In the absence of clarity in the spec, yes. Is the spec on this equals method unclear?
You are at liberty to "fix" it but this would then be a deviation from the
API behavoiur which our user would have to be informed of, for the sake of
their sanity if nothing else.
The 'bug' is in the definition of the 'equals' method, which is clearly defined in the Java language in the java.lang.Object class:
[...]
The implementation in the Sun JavaMail breaks this by not being transitive (that is, it is possible for the equals method to have a.equals(c) and b.equals(c), but not a.equals(b). The implementation I used had the advantage that (a) it was transitive, and that (b) the implementation of the method is more efficient for large numbers of subclasses.
Let's put aside the Object.equals contract and the RI code for a second. The important question it seems to me, is this: is what's in CVS now, compliant with the JavaMail *spec*?
If it is, leave it alone. If it's not, patch it.
The only time a behavioural difference will be noted is if subclasses of the offending object (URLName) are created.
Again, what matters is whether this means anything with regard to the *spec*.
The rest of this mail is technically offtopic.

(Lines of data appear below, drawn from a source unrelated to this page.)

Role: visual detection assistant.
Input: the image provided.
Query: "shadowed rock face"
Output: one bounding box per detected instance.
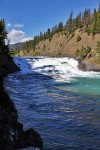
[77,59,100,72]
[0,49,43,150]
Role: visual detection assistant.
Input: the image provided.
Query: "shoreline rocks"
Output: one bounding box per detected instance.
[0,49,43,150]
[76,59,100,72]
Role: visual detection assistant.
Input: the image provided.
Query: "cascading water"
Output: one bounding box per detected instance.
[5,57,100,150]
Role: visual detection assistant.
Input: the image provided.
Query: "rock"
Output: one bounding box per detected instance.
[77,59,100,72]
[0,49,43,150]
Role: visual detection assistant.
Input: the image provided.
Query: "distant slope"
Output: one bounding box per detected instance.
[9,43,24,50]
[14,5,100,65]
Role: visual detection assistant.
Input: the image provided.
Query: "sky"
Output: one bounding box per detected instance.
[0,0,100,44]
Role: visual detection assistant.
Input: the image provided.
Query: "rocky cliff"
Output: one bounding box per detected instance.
[0,48,43,150]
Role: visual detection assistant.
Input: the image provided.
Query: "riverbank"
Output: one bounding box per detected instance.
[0,49,43,150]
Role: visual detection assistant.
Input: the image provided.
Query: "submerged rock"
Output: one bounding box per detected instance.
[0,49,43,150]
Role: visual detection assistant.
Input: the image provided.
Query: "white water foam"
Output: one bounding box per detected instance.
[14,57,100,81]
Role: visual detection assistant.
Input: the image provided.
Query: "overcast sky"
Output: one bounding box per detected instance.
[0,0,100,43]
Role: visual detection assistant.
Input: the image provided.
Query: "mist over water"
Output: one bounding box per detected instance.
[5,57,100,150]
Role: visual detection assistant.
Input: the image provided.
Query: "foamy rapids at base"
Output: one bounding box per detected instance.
[13,57,100,82]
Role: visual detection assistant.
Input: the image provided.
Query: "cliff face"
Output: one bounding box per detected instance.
[19,29,100,65]
[0,49,43,150]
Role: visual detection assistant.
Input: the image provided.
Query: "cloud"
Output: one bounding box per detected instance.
[8,29,32,44]
[13,23,24,28]
[7,23,12,27]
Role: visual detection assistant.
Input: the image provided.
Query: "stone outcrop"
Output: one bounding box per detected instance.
[77,59,100,72]
[0,49,43,150]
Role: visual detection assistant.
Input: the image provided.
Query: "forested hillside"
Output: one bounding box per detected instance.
[14,5,100,64]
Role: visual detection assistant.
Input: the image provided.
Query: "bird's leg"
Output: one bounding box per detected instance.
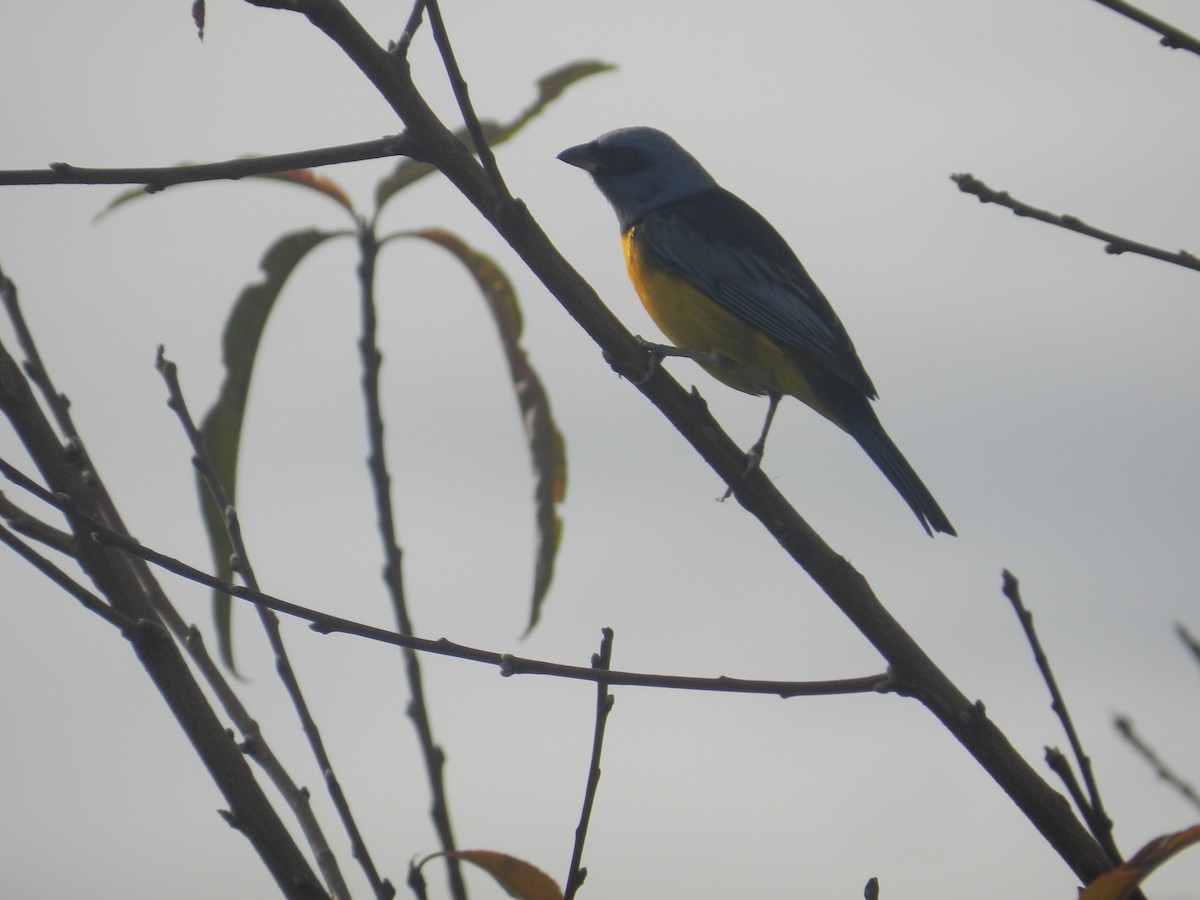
[634,335,727,385]
[721,391,784,500]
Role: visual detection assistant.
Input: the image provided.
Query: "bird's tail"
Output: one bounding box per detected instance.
[847,404,958,536]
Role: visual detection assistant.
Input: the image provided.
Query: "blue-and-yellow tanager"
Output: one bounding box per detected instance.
[558,127,955,534]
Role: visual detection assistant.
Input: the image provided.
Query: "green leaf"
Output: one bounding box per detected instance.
[376,60,616,209]
[392,228,566,634]
[251,169,354,215]
[197,228,353,671]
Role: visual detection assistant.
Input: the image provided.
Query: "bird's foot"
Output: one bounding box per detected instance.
[720,440,764,503]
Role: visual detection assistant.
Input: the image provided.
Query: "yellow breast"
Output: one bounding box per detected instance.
[622,226,828,418]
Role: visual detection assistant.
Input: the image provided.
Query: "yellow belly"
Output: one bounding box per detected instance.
[623,227,836,422]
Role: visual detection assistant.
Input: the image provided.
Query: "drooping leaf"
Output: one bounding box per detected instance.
[376,60,616,210]
[416,850,563,900]
[197,228,353,670]
[1079,826,1200,900]
[394,228,566,634]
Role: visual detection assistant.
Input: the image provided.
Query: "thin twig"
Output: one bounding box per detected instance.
[390,0,425,59]
[950,174,1200,270]
[0,266,350,897]
[156,347,379,900]
[0,134,414,193]
[563,628,613,900]
[0,458,895,700]
[0,492,74,556]
[1175,623,1200,662]
[1002,569,1124,865]
[1045,746,1096,821]
[1112,715,1200,809]
[0,526,137,635]
[0,271,326,899]
[1096,0,1200,53]
[425,0,512,203]
[359,223,467,900]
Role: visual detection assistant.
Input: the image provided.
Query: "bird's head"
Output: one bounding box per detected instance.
[558,126,716,232]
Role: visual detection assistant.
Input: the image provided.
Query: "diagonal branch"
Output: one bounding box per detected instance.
[156,347,379,900]
[950,174,1200,271]
[0,134,413,193]
[1002,569,1124,865]
[1096,0,1200,53]
[238,0,1111,883]
[563,628,613,900]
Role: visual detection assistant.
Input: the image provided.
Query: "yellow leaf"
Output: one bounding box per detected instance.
[421,850,563,900]
[1079,826,1200,900]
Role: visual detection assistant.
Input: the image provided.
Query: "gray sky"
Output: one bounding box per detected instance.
[0,0,1200,900]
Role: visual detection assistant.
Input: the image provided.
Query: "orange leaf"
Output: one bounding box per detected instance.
[418,850,563,900]
[1079,826,1200,900]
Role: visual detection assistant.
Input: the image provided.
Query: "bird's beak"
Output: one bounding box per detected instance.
[558,144,598,172]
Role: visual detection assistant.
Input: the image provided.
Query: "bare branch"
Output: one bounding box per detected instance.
[563,628,613,900]
[425,0,512,203]
[1112,715,1200,809]
[156,346,376,900]
[1096,0,1200,53]
[0,513,137,634]
[1003,569,1124,865]
[950,174,1200,271]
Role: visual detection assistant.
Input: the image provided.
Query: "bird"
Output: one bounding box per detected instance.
[558,126,956,536]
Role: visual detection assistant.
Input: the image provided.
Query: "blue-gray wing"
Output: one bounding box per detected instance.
[637,187,875,398]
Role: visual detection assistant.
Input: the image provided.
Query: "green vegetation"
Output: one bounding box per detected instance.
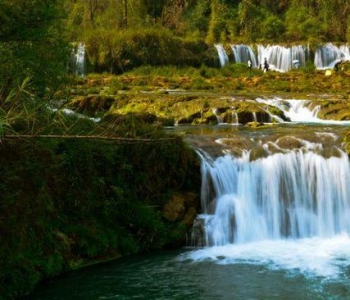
[0,135,199,299]
[0,0,350,299]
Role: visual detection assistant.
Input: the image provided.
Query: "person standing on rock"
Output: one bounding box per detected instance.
[263,57,269,73]
[247,59,252,72]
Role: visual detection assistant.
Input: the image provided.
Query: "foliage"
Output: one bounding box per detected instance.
[0,0,69,104]
[0,135,199,299]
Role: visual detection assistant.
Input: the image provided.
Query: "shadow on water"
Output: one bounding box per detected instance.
[25,250,350,300]
[24,124,350,300]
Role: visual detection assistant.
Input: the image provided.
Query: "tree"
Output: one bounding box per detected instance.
[0,0,70,103]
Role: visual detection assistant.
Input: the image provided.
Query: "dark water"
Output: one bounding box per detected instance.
[25,125,350,300]
[26,250,350,300]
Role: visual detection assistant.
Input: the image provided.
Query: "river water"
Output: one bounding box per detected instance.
[26,98,350,300]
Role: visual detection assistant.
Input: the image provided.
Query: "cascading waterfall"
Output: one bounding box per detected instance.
[215,43,350,72]
[196,146,350,246]
[258,45,308,72]
[215,44,229,67]
[74,43,85,76]
[231,44,258,68]
[314,43,350,70]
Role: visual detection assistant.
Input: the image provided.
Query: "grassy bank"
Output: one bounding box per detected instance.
[0,137,199,299]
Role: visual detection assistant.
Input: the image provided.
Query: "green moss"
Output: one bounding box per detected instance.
[0,137,199,298]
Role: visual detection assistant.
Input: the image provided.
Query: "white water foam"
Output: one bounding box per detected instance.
[256,98,350,125]
[180,233,350,280]
[190,144,350,279]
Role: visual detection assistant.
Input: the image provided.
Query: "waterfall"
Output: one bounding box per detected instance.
[213,108,223,124]
[73,43,85,76]
[258,45,308,72]
[215,44,228,67]
[255,98,350,125]
[196,150,350,246]
[314,43,350,70]
[231,44,258,68]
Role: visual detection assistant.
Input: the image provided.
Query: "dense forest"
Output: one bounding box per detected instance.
[0,0,350,299]
[0,0,350,103]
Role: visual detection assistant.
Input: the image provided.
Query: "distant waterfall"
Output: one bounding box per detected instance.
[69,43,85,76]
[258,45,308,72]
[197,150,350,246]
[215,44,228,67]
[231,45,258,68]
[314,43,350,70]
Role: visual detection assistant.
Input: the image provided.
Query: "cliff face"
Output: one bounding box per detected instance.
[0,138,200,299]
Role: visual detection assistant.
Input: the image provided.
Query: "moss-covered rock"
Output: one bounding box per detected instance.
[0,137,200,299]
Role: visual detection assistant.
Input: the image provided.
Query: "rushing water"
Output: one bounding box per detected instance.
[27,99,350,300]
[26,124,350,300]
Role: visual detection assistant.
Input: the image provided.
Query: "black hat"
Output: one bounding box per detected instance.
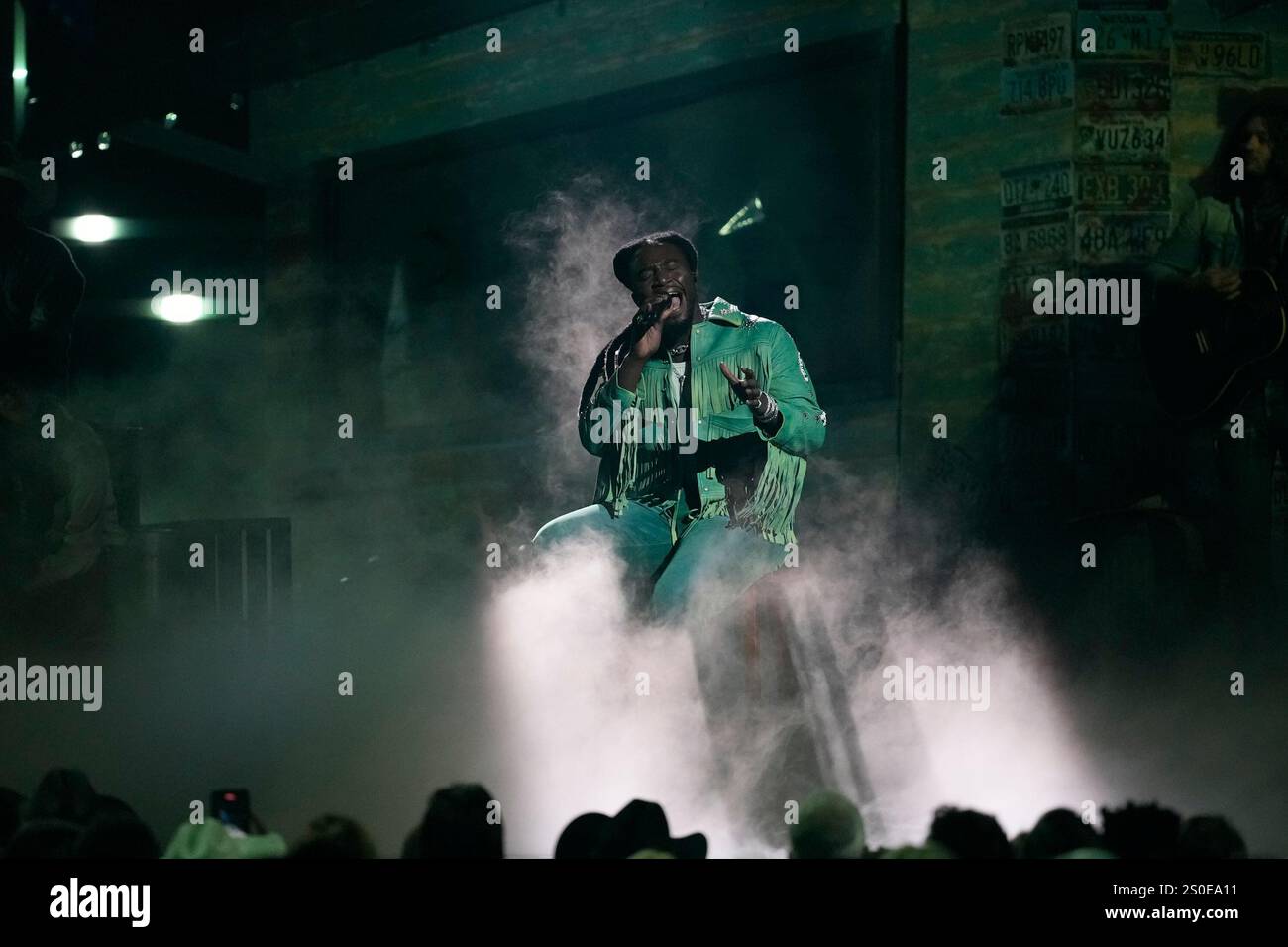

What I objected to was the implication "symptomatic of a coding approach that may lead to other deviations" as if I was against working towards a fully compliant code. Granted, I may make mistakes in the implementation (and others have picked these out) but I am not working on a coding approach that throws this all out of the window.
Seeing as RMH kicked off some honest speaking earlier, here's my 2c on all this malarky.
I'm not seeing peer review on this thread. not by a long shot. I think Alex is catching some negative feedback that doesn't strike me as clear, useful, or informative. I certainly wouldn't be sure what to do to get better after sucking it up. People here, especially those with commit and membership liberties can perhaps do better than non-respond to (it seems to me) a fair question by citing the poster as melodramatic, or claim patches are being dumped on them again.